More frequent depressive episodes when taking antidepressants

Indeed, Moncrieff adds, some studies show that depressive episodes are more frequent and last longer among antidepressant users than nonusers. A drug-centered approach to treating some act as stimulants or as sedatives, whereas some blunt emotions - rather than labeling any as an "antidepressant" when no drug has been proved to deliver long-term mood elevation.

(author: Jonathan Beard)

After being put on Serzone for months one of my major complaints was that I was feeling sedated. Yet the psychiatrist kept telling me to have a bit more patience, and my psychologist was reporting small, but significant progress. Yet I was feeling no progress at all, more like I had already died inside, but my body hadn't realized this yet.

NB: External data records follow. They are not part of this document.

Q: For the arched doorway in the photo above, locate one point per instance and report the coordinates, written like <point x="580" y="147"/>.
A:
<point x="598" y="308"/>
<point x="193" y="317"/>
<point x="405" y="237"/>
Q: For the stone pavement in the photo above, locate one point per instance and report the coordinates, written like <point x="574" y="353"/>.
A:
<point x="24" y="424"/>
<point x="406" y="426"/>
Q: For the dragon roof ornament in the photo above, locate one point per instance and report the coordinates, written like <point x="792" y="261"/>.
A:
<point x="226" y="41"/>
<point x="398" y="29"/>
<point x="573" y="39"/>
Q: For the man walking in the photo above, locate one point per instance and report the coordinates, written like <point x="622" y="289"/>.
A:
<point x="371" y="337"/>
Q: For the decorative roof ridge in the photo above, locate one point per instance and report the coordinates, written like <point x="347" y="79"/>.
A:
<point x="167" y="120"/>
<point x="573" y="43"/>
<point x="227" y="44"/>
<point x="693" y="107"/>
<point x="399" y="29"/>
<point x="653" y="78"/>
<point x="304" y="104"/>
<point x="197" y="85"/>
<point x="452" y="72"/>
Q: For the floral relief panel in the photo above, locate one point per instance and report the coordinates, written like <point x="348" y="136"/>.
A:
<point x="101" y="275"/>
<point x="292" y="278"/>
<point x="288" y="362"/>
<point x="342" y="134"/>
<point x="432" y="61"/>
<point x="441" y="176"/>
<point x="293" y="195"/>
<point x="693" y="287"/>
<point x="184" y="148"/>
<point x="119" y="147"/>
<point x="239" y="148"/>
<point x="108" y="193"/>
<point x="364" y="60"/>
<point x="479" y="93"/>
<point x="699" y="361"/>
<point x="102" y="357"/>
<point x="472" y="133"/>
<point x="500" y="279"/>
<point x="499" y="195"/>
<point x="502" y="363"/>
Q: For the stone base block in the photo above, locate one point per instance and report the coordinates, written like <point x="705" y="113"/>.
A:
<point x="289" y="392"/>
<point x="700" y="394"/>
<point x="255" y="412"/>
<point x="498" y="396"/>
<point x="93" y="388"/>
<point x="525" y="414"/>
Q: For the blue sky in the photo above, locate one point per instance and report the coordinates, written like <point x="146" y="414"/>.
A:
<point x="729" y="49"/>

My situation slowly worsened also because of a lot of very emotional issues going on in my life. I had to move back from New Zealand to the Netherlands. One of the things I did was that I stopped taking Serzone. Things worsened even more, and then slowly, slowly things got better.

Sharp increase of prescriptions

Sadly I also learned that each year more and more people end up with antidepressants being prescribed to them, like it's "just" paracetamol, or viagra for the brain. The same issue of Scientific American, on the next page (9) reported:

Antipsychotic drugs, stimulants, and antidepressants were prescribed for five times as many children in 2002 than in 1993, according to a new study by Columbia University. The sharp increase concerns certain psychiatrists, who point out that many of the drugs are not expressly approved for children or adolescents and that few data exist on whether they work or on the risks of side effects.